Hall’s background is evident in her own play on the court.
A two-year member of the Sailors varsity team, she has been a key
player in Newport Harbor’s jaunts into the state playoffs each of the
past two seasons. In this year’s CIF final against Mira Costa, she
recorded a team-high 13 kills. She added five versus Scripps Ranch in
the first round of the state playoffs and 10 against Mater Dei in a
season-ending loss in the second round, enough to earn Daily Pilot
Athlete of the Week honors.
While also a member of the soccer and track teams at Harbor,
volleyball is Hall’s favorite sport and the one she is most likely to
play down the road in college.

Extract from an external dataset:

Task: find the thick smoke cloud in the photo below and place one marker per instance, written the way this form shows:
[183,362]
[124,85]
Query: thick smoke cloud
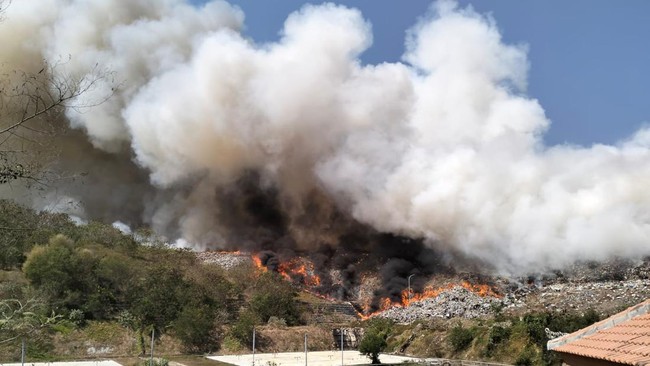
[444,147]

Harbor has been known to put more than
a few volleyball players into the collegiate ranks, including Alyson
Jennings and Lauren Miller from the current squad, and Hall could
soon follow.
It’s one of the reasons she chose to attend Newport Harbor,
despite living in the Estancia area.
“It was about athletics and academics,” Hall said. “This school’s
got a lot going for it.”
Brought up around volleyball -- her mother returned to the beach
shortly after giving birth and Hall toured the country with her.
“I hated it,” Hall said. “I was the kid on the sidelines that
would get hit by the ball and scream.”
Hall really got into the sport when she was 11. For her, it became
a year-round activity that now includes playing on the Orange County
Volleyball Club.
An outside hitter on the club ranks, who often finds herself in
the middle with the Sailors, Hall said her strengths on the court
include serving and passing, but the kill statistics might indicate
otherwise.
“I love to hit,” Hall said. “Playing front row, the most
fulfilling feeling is spiking the ball down.”
But she’s also acutely aware that spiking the ball wouldn’t be
possible without her teammates and she says her teammates are one of
the primary reasons for her passion for volleyball.
Soccer is a way to blow off steam and track is not one of her
favorite sports, Hall said, but volleyball provides that feeling of
mutual accomplishment that brings a group of players together.
Unfortunately for Hall, the majority of the group that she has
played with the last two years is graduating from Harbor this year.
Hall was the only underclassman in the starting lineup this season
and one of just five nonseniors on the roster.
Her first volleyball team included Jennings and Alexis Kearns and
now those players are leaving, putting the team in Hall’s hands. Hall
said she will miss their leadership, as well as their friendships.
“Even as of right now, I don’t know that I’m ready to take the
roles that they did,” Hall said. “They’re all role models to me even
though they’re just a year older.”
Hall will be a year older next year, when she is asked to assume
those leadership roles. As long as she’s on the volleyball court, it
should come rather naturally for her.